For today's SERF selection I recommend an old friend, DogPile.com. So close those Google pages and perform all your searches today with our pal, Arfie - Happy searching!

1 comments:

Tomás Muriel said...

Before becoming yet another Google Search convert, I was a frequent user of Dogpile. I even set it as my personal homepage for a number of years. Being a meta search engine, Dogpile of course does include Google powered results in its own SERPS. The difference is that it also incorporates results from other search engines, including our good friends Live Search and Yahoo! Search. The engine, which looks to have been redesigned since I last used it, is visually pleasing and always features the affable mascot Arfie, in the lower corner.
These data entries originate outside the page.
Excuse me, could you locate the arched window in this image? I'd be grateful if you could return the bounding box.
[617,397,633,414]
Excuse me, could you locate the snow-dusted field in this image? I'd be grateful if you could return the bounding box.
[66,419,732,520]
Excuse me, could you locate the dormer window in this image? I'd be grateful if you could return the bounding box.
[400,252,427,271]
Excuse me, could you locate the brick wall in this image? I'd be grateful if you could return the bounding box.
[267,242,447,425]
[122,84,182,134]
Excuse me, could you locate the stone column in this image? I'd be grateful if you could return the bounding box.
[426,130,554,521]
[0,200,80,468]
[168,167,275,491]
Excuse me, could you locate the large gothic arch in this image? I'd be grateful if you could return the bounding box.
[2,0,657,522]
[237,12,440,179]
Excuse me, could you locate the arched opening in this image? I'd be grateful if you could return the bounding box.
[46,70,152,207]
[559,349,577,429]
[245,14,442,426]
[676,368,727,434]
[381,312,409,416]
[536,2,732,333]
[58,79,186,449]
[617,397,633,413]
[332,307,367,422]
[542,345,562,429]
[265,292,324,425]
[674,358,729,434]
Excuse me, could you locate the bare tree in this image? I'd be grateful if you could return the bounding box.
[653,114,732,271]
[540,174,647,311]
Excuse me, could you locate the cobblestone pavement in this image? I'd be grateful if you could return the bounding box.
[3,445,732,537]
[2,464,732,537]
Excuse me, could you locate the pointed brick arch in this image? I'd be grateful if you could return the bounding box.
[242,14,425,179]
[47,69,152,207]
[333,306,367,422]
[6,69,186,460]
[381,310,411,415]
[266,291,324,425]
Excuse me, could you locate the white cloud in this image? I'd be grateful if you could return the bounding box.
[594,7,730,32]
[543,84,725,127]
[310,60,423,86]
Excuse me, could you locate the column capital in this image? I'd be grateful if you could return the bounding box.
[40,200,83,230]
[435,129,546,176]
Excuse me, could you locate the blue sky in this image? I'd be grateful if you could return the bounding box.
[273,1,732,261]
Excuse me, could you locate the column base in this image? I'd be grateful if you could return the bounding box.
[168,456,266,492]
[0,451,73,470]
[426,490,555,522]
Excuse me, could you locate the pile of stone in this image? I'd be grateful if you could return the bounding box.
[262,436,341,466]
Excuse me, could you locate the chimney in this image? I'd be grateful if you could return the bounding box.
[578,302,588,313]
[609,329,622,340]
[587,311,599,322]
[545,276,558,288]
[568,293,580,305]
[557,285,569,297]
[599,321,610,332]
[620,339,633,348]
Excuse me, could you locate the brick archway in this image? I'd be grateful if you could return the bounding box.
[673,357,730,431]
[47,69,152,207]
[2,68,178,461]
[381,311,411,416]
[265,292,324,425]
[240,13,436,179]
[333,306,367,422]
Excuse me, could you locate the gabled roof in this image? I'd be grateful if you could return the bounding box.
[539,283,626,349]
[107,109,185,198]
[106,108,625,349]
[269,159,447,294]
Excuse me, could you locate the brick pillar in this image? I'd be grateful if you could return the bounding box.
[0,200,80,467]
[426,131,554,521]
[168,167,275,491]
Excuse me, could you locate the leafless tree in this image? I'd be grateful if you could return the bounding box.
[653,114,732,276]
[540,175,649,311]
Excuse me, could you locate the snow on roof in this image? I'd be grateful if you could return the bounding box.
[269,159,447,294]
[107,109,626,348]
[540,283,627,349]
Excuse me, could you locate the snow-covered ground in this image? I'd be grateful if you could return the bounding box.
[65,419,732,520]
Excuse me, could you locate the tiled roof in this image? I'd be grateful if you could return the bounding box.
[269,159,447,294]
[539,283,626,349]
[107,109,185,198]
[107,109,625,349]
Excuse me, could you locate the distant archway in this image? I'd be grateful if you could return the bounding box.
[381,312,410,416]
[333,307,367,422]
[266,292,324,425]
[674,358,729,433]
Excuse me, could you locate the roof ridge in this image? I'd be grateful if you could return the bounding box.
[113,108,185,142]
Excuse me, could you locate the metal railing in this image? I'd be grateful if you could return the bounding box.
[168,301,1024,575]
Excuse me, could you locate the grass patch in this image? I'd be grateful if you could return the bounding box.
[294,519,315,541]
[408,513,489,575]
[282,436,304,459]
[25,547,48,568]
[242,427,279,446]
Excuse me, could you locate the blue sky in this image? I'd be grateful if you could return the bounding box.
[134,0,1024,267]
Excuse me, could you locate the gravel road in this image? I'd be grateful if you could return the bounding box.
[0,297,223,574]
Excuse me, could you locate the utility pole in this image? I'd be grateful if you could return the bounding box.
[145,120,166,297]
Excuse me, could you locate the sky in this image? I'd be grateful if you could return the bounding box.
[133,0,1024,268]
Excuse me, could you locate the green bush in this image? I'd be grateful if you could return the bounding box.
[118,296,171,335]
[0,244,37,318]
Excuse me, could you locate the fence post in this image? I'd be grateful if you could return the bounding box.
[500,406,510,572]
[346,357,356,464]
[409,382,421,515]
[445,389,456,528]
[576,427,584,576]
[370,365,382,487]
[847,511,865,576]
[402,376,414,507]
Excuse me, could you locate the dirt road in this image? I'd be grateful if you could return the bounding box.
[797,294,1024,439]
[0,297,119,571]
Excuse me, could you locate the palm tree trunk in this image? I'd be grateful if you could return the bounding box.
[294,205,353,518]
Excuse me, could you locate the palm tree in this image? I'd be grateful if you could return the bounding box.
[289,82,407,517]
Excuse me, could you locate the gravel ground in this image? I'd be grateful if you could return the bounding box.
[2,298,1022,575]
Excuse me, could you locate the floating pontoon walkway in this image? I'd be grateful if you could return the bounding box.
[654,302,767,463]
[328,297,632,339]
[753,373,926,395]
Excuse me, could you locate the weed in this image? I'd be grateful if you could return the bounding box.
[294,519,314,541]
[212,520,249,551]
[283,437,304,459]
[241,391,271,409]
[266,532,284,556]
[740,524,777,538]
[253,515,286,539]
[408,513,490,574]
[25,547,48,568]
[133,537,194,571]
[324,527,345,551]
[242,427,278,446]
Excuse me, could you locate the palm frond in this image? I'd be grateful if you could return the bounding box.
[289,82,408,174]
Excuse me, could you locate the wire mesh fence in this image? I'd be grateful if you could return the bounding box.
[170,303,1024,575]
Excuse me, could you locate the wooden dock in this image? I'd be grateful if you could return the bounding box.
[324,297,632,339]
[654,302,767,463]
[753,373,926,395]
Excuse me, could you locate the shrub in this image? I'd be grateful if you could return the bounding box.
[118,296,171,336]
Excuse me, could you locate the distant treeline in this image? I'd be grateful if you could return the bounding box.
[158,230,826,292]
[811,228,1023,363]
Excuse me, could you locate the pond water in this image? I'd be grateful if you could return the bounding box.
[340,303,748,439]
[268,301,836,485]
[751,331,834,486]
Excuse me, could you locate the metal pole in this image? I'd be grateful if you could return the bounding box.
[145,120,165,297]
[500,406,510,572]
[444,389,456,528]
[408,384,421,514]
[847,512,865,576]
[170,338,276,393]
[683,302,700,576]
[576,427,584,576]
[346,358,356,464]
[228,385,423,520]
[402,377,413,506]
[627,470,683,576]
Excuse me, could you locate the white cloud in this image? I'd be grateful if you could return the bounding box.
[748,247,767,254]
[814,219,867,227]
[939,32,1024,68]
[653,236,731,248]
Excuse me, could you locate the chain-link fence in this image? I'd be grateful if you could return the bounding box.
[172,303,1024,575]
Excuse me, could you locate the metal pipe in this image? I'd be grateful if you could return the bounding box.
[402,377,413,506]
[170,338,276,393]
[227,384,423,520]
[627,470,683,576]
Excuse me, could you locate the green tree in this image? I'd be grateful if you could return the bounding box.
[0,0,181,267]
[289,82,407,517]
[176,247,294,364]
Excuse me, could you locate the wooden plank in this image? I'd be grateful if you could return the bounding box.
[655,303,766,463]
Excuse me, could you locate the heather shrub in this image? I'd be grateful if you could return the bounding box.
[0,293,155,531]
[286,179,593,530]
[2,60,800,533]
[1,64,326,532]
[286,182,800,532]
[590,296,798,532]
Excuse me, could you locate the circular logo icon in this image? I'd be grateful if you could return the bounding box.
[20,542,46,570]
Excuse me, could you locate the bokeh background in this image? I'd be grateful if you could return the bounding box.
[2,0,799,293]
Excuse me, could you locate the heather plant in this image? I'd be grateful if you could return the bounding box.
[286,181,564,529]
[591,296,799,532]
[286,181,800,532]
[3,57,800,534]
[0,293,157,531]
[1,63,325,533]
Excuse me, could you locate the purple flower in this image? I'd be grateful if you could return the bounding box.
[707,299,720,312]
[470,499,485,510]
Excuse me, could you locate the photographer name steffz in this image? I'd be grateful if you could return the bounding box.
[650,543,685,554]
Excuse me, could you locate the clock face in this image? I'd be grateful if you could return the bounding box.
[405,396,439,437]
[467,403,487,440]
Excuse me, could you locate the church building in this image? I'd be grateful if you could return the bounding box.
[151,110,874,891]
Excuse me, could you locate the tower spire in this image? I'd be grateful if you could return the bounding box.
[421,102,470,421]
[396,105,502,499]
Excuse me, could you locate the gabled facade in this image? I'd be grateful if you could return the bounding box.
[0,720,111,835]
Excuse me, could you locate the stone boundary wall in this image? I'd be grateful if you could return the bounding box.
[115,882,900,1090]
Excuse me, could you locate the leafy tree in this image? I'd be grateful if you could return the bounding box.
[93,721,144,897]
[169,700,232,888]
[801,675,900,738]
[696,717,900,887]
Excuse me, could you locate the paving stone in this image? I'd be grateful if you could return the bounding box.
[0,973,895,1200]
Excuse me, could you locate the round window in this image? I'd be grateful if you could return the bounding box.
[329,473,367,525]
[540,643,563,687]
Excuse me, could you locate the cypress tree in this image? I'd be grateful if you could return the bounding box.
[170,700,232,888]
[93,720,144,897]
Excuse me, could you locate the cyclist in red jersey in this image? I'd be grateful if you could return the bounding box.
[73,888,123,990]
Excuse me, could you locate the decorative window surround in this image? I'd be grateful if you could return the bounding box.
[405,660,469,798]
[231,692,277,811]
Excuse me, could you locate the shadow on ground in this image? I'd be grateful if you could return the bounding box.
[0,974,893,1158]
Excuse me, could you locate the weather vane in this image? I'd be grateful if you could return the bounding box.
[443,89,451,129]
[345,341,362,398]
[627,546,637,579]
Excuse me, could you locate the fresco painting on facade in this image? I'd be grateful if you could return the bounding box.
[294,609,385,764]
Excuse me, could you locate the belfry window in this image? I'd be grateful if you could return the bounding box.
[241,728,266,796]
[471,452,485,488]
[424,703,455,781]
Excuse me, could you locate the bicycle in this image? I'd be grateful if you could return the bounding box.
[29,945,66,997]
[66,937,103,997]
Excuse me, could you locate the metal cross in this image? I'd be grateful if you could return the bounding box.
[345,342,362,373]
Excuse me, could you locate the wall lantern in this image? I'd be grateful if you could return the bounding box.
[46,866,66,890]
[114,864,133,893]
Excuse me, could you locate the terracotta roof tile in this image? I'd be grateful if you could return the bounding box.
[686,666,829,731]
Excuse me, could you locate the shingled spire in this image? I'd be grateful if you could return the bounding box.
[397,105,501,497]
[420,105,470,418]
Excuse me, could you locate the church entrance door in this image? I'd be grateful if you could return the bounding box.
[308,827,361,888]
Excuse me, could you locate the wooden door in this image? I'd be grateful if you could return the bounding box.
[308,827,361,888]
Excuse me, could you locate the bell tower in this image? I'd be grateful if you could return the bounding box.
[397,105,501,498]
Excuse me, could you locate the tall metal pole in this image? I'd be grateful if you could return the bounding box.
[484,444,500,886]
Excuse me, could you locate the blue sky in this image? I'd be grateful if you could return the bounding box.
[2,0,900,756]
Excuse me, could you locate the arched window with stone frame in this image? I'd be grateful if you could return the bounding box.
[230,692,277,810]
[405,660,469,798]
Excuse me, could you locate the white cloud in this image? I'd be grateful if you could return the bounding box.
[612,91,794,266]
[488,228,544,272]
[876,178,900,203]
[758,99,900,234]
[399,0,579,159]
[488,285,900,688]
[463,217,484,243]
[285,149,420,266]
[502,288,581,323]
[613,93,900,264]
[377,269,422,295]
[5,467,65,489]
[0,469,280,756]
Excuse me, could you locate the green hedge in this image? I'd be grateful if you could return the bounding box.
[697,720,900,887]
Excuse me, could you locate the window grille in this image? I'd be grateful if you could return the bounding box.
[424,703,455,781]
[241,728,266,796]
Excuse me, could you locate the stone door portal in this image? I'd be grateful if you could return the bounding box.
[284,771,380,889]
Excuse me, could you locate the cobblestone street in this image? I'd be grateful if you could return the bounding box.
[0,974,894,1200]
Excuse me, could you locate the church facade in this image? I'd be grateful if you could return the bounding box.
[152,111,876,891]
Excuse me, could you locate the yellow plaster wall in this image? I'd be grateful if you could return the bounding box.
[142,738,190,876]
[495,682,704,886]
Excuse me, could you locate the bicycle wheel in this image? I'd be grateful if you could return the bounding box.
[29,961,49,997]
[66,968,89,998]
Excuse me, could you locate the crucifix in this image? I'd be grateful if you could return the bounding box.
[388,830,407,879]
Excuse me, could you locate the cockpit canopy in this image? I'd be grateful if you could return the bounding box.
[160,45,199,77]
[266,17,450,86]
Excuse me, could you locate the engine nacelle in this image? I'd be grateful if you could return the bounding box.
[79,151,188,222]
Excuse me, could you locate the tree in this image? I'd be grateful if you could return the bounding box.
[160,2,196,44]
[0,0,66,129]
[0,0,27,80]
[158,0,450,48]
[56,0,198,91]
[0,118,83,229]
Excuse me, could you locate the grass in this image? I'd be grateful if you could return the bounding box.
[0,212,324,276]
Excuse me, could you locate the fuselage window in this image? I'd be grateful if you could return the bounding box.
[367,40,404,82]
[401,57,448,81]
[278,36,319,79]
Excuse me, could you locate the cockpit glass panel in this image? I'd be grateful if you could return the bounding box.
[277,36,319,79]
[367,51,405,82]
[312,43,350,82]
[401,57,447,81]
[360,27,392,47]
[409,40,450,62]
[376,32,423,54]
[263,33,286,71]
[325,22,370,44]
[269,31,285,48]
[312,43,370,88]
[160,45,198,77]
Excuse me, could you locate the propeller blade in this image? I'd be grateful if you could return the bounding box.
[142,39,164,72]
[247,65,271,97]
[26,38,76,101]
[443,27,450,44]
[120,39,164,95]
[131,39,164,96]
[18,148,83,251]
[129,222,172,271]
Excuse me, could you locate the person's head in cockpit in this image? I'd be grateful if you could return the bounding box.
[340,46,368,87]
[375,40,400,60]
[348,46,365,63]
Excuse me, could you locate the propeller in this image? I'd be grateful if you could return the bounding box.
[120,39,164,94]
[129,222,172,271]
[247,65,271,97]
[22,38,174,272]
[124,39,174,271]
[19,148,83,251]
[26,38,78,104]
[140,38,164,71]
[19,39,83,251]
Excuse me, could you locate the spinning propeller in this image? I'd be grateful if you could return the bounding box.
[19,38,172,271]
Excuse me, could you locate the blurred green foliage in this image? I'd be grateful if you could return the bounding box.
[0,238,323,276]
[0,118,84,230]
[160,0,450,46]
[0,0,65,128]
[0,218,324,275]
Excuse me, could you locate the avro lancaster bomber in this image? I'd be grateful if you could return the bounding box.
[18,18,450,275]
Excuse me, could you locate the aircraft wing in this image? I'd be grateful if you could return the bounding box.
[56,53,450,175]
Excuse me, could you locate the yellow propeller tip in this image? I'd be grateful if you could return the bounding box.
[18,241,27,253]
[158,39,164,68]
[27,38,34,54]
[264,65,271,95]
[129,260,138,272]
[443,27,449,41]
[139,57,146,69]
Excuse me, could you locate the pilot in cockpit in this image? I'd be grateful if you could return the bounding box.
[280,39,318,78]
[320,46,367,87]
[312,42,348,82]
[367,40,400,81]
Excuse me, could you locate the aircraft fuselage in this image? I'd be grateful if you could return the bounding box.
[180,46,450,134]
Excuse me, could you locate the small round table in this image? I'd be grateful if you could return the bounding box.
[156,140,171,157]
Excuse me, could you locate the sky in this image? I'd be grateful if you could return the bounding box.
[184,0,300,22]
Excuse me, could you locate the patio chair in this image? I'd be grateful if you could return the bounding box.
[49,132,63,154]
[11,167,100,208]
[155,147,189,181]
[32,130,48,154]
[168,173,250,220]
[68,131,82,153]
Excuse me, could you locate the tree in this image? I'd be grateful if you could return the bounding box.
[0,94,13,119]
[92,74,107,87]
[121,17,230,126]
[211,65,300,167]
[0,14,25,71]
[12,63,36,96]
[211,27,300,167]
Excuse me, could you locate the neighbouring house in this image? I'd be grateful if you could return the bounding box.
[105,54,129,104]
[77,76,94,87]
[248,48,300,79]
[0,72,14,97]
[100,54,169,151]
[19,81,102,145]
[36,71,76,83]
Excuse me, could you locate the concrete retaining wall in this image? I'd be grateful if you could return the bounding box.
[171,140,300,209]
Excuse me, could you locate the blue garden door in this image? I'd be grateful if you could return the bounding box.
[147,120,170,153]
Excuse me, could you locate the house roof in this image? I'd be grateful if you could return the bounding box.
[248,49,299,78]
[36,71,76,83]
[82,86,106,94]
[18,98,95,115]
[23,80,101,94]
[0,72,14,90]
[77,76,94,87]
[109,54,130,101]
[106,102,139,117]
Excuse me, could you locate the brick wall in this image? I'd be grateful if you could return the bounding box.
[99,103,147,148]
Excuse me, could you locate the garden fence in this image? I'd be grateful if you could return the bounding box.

Now let’s get down to business and talk about the actual search experience. Like most other popular engines these days, Dogpile segments its search results into content-type categories from the very start. Simple tabs separate your results into full web pages, images, audio, video, news, yellow pages, and white pages. To filter a search between these categories, one need only click on the corresponding tab to view the results. Since we’re mostly interested in searchers seeking web results, I’ll concentrate on that tab for now. One of the first things I noticed after searching for the broad query, “search marketing” is that Dogpile does not clearly separate sponsored ads from organic listings. The formatting is exactly the same between the two, save for the words “Sponsored By: [ad platform name]” appearing in place of a root URL for the paid results. Also, these ads are dispersed throughout the SERP, and are not limited to the top or sides of the page. From an advertiser’s point of view, this seems like it would be great. Many searchers have trained their eye to ignore sponsored ads on the SERP and go straight to the natural listings – before I entered the world of search, I was one of those people (don’t hate me). By seamlessly integrating paid listings with natural ones, ads are potentially exposed to more attentive eyes then they would be on Google, where they are clearly highlighted and labeled as “Sponsored Listings.” With all other factors being equal (i.e. impressions, search term, page results) I would suspect that the same ad appearing on Dogpile would get more clicks than it would on Google, just because of the increased perception of reliability in the user’s eyes. Before anyone gets too excited by this unproven claim, I also suspect that it may hide a double-edged sword of sorts. Users would undoubtedly catch on to what might be considered ‘sneaky’ inclusion of paid (and therefore corporate) ads with the natural results they know and trust. This may result in a diminished user experience, which in turn could result in lowered traffic to the engine.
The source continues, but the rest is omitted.